Archaeological site in Oyama, Japan

The Teranohigashi Site (寺野東遺跡, Teranohigashi iseki) is a complex archaeological site in the city of Oyama, Tochigi Prefecture, in the northern Kantō region of Japan. The site was designated a National Historic Site in 1995 by the Japanese government.

==Overview==
The site is located approximately 43 meters above sea level at the eastern end of the Takaragi Plateau, which extends north to south on the right bank of the Tagawa River. The eastern side of the plateau is eroded by the Tagawa and Kinugawa rivers, with Mount Tsukuba to the southeast, Mount Shirane and Mount Akagi in the northwest, and Mount Kogen in the north. It is located about 7 kilometers east-northeast from Oyama city.

The site was discovered and partially excavated from 1990 to 1994 in conjunction with the development of an industrial park.

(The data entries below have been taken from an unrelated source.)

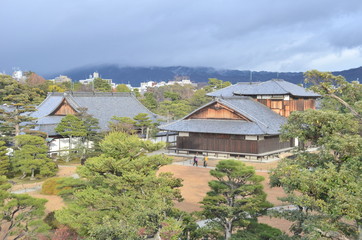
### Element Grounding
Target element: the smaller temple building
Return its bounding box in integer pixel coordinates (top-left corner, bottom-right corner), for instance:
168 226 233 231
31 92 159 156
160 80 319 160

Stone tools belonging to the late Japanese Paleolithic era were found at four locations, and the ruins of the middle to late Jōmon period (4600 to 4300 years ago) settlement with 74 pit dwellings, the ruins an early Kofun period burial mound and settlement, and traces of occupation in the Nara period and Heian period were found.

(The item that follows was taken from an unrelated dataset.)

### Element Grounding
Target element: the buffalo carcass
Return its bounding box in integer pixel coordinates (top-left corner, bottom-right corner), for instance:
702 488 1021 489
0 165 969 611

Of especial note was the discovery of a massive semi-circular ring embankment shaped like a donut with a diameter of about 165 meters north–south and embankment width of 15 to 20 meters, and a height of about two meters at its highest point. The embankment contained four layers of the red fired soil alternating with normal soil, indicating that the embankment was formed by repeated burning and compacting over many years. It is presumed that it was a ritual site in the Jōmon period rather than a defensive structure. It was constructed approximately 3800 years ago and maintained for at least 1000 years. Much of the eastern half has disappeared due to erosion, but four large sections remain.

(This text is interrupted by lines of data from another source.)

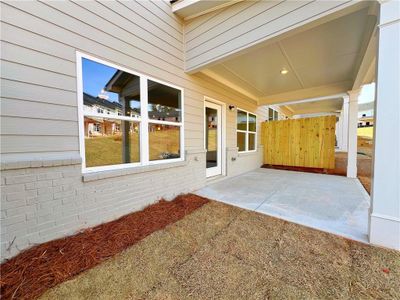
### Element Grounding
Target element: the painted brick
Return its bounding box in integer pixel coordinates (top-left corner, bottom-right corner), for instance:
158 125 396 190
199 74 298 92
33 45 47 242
1 184 25 194
37 172 62 180
0 215 25 227
2 154 205 258
6 190 37 201
6 175 36 184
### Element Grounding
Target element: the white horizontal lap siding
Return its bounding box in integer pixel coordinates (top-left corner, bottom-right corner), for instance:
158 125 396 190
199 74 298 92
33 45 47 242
185 0 354 71
0 1 266 159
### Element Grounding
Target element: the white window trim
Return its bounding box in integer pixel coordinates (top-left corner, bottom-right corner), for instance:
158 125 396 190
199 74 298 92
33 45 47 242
76 51 185 174
236 108 258 153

A wide variety of artifacts, including earthenware, clay figurines, stone weights, and stone swords have been found. This site was designated as a National Historic Site as it provides valuable materials for studying the settlements, social structures, lifestyles and transitions over several thousand years of continual settlement. In 2004, the site was opened as an archaeological park named "Oyama Jōmon Festival Square". It is located about 5 minutes by car from Yūki Station on the JR East Mito Line.